If \(f(x)\) is differentiable at \(b\), then \(f'(b)\) exists:
\[f'(b) = \lim_{x→b} \frac{f(x) - f(b)}{x - b}\]
We want to show that \(f(x)\) is continuous at \(b\) by showing that \(\lim_{x→b} f(x) = f (b)\). We can rewrite \(\lim_{x→b}\) as:
\[\lim_{x→b} f(x) = \lim_{x→b}(f(x)-f(b)+f(b))\]
Multiply and divide \(f(x) - f(b)\) by \(x - b\):
\[= \lim_{x→b} \left( \frac{f(x)-f(b)}{x-b}(x-b) + f(b) \right)\]

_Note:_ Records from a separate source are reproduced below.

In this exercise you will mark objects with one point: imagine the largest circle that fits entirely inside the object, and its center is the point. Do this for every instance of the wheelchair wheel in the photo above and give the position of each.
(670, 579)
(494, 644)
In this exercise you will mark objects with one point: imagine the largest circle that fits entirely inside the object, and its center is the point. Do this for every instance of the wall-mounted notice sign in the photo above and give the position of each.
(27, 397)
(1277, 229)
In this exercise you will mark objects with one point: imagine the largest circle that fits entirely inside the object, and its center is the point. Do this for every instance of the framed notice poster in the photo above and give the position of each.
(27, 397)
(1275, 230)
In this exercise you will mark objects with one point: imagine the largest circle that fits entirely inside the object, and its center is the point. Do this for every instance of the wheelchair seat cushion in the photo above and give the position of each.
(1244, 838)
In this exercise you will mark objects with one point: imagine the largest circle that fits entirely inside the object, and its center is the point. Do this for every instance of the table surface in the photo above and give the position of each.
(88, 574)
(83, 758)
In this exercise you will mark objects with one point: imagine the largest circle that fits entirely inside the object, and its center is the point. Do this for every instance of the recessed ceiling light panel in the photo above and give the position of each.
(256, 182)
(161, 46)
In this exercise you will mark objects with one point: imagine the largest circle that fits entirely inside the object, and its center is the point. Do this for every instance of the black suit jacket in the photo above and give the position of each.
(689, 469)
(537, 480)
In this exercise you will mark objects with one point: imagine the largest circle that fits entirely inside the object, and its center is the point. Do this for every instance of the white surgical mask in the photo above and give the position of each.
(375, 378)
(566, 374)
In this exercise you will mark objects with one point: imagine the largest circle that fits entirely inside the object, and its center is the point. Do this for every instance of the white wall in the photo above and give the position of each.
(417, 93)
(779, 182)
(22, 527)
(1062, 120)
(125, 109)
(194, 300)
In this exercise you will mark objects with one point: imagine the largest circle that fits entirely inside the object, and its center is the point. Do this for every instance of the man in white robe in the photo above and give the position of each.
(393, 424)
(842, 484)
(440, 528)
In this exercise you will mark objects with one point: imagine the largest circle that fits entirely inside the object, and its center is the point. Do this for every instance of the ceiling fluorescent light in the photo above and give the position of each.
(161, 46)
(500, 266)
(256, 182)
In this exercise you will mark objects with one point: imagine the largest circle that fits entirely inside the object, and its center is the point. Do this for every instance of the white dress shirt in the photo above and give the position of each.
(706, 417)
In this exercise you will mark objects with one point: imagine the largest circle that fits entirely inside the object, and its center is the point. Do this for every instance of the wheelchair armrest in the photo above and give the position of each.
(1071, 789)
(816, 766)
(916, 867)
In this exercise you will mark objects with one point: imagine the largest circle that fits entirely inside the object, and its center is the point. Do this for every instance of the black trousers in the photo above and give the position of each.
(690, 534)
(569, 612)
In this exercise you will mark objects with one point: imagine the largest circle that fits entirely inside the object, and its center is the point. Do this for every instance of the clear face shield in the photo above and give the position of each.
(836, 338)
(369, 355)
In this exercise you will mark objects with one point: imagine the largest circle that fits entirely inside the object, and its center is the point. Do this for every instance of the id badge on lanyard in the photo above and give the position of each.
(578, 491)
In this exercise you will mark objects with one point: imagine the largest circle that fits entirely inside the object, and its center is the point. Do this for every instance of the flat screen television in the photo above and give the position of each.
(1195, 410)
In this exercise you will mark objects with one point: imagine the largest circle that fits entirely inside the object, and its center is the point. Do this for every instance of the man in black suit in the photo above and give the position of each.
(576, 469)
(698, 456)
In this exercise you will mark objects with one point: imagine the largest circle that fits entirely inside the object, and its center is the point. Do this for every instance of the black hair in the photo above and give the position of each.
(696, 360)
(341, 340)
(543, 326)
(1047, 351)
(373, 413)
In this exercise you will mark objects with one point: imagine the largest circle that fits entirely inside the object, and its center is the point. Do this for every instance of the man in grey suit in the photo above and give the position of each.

Using the sum law and the product law:
\[= \left(\left(\lim_{x→b} \frac{f(x)-f(b)}{x-b}\right) (\lim_{x→b} (x-b))\right) + \lim_{x→b}f(b)\]
If we evaluate it:
\[= (f'(b) (0) ) + \lim_{x→b}f(b) = \lim_{x→b}f(b)\]
Since \(\lim_{x→b}f(x)=f(b)\), we conclude that \(f\) is continuous at \(b\).